Als derzeit größtes europäisches Projekt stellte Behrendt die Qualifizierungsoffensive der Ford-Werke in Köln vor. Durch die Einrichtung von insgesamt acht Lernzentren auf dem Gelände könne jeder Mitarbeiter in weniger als sechs Minuten einen Lernort aufsuchen. Doch die beispielhafte Infrastruktur allein bürgt noch lange nicht für die erfolgreiche Umsetzung der am Reißbrett entworfenen Bildungsinitiative.

"Man muß die Leute in die Trainings treiben", so Behrendts pointierte Erklärung dafür, daß die Lernenden nicht voller Euphorie die Schulbank drücken wollen. Dies sei oft auch Ergebnis einer fragwürdigen Lernkultur in Unternehmen.

"Selbstlernzentren haben keine Zukunft", konterte Werner Mehrling, Leiter der Zentralstelle Weiterbildung bei der Robert Bosch GmbH in Stuttgart. Er plädiert für schlanke, "elegante" Konzepte der betrieblichen Weiterbildung. Beim Stuttgarter Elektrokonzern werden Mitarbeiter als Outsourcing-Partner umworben, indem man ihnen Hard- und Software für das multimediale Lernen in Eigenregie anbietet. Und dies zu konkurrenzlos günstigen Preisen.

Inzwischen, berichtete Mehrling, hätten Bosch-Mitarbeiter rund 14000 Computer-Based-Training-(CBT)-Programme erworben, die knapp unter hundert Mark kosten. Die meisten Lernenden bestellten gleich mehrere interaktive Programme im Paket: über PC-Anwendungen oder technische und betriebswirtschaftliche Themen. Unter 216 Angeboten können die Mitarbeiter ihre Wahl treffen.

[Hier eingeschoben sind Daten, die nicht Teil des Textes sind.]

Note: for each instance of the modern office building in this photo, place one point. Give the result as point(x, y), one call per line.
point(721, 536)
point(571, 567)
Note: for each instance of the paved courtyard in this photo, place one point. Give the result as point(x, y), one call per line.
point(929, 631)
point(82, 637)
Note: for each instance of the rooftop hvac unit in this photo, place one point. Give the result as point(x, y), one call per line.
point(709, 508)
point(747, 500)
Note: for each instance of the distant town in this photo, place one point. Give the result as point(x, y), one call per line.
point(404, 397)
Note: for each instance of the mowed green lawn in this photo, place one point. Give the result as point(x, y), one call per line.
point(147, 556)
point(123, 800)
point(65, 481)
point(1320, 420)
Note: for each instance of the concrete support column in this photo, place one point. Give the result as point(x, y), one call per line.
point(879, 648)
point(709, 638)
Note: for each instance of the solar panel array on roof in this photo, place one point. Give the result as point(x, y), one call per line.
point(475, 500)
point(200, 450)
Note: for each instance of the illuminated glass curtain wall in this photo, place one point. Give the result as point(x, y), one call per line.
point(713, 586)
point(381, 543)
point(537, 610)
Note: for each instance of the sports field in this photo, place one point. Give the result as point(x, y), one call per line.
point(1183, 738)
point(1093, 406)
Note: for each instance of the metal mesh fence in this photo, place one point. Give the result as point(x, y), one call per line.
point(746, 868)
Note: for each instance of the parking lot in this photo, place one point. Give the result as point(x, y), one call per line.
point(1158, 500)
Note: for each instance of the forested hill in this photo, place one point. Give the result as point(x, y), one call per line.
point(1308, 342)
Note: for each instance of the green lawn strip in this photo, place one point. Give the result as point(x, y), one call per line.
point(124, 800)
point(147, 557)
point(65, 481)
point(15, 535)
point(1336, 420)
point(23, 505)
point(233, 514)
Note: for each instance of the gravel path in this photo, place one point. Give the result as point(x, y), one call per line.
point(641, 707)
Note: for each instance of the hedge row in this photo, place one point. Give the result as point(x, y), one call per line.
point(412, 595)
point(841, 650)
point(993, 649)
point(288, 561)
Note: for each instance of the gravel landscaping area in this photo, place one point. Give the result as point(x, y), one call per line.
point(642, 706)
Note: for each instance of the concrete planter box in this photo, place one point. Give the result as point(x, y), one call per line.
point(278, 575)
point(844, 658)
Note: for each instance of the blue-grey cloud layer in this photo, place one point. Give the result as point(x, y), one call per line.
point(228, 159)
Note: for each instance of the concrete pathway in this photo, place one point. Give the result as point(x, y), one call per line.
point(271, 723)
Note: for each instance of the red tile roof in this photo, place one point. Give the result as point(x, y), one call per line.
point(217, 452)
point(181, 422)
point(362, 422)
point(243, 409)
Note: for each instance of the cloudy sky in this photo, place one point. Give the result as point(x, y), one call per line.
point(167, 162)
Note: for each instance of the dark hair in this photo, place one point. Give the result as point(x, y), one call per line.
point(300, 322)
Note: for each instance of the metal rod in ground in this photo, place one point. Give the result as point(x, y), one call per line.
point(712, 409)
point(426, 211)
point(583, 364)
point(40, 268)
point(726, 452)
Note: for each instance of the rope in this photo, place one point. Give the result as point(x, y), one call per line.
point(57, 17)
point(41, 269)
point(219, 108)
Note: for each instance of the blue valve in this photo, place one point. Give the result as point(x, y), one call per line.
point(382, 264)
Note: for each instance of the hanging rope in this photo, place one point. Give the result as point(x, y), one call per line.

Ausgangspunkt der Bosch-Initiative ist die Erkenntnis, daß der Einzug von PCs in private Haushalte unaufhaltsam voranschreite. "Wer einen PC zu Hause zur Verfügung hat, will damit auch lernen", ist Mehrling überzeugt. Dem Trend zur lebenslangen Weiterbildung und der hohen Mitverantwortung des Lernenden komme das Modell der CBT-Partnerschaft entgegen.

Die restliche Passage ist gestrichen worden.